Governor’s Cup Championships: None

 

Background

The Waterbury Timers were a minor league baseball club that play for three seasons and part of a fourth in the small Western Connecticut city in the years immediately after World War II.  The Timers were founding members of the Colonial League, a Class B loop that included teams from Connecticut, New Jersey and New York.

On August 7th, 1947 the New York Yankees played a mid-season exhibition against the Timers . 9,000 fans turned out at Municipal Stadium to see the eventual World Champions manhandle the Timers 8.-0.

During their four-year run, the Timers fielded only two players with Major League experience.  One was outfielder Hank Lamanna who slugged 21 homers for the 1947 Timers and hit .340 that summer.  Lamanna was a converted pitcher who pitched parts of three seasons for the National League’s Boston Braves from 1940 to 1942.

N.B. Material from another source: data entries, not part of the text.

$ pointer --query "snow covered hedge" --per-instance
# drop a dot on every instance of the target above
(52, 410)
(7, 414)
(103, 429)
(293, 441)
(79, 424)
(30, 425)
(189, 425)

1949: War Hero Bert Shepard Joins Timers

More notable was war hero Bert Shepard.  Shepard was a minor leaguer in the early 40’s before joining the armed services for the war. Trained as a P-38 fighter pilot, he was shot down over Germany in 1944. In the aftermath of the crash, his life was saved by a German doctor who amputated his mangled left leg below the knee.  A Canadian doctor fitted Shepard with a crude prosthesis in a Nazi POW camp and he was repatriated to the United States in February 1945.

Shepard attended spring training with the Washington Senators a few weeks later and managed to latch on as a batting practice pitcher and coach.  On August 4, 1945, Senators manager Ossie Bluege, facing a depleted staff and a 14-2 deficit against the Boston Red Sox, put Shepard on the mound. Shepard would scatter three hits and one-run over five-and-a-third innings, becoming the first amputee to play Major League Baseball. Shepard would never play in the Majors again. Four weeks later he was awarded the Distinguished Flying Cross for his heroism in the war.

Shepard signed on with the Timers in 1949 as player-manager at a reported salary of $4,000 to $4,500. Shepard pitched and player first base for the club. When Shepard’s notoriety failed to produce the expected bump in attendance, the Timers cash-strapped board of directors cut him loose in August 1949. Shepard’s players first threatened a strike. When the strike effort foundered, Timers players formed a fundraising committee and raised money for Waterbury merchants to underwrite Shepard’s salary. The Timers reinstated Shepard. But bad blood remained and Shepard fought with Timers management over unpaid salary into the offseason.

1950: Midseason Demise of Colonial League

Needless to say, Shepard didn’t return in 1950.  The return of the Timers and the Colonial League was in doubt too. Red ink flowed and tax liens loomed in cities around the circuit.  A fourth season got underway in April, but the hobbled Colonial League collapsed midway through its schedule in July of 1950.  Pro baseball was absent from Waterbury for the next 15 summers until the arrival of the Waterbury Giants of the Eastern League in 1966.

 

In Memoriam

Timers player-manager Bert Shepard passed away on June 16, 2008 at age 87. New York Times obit.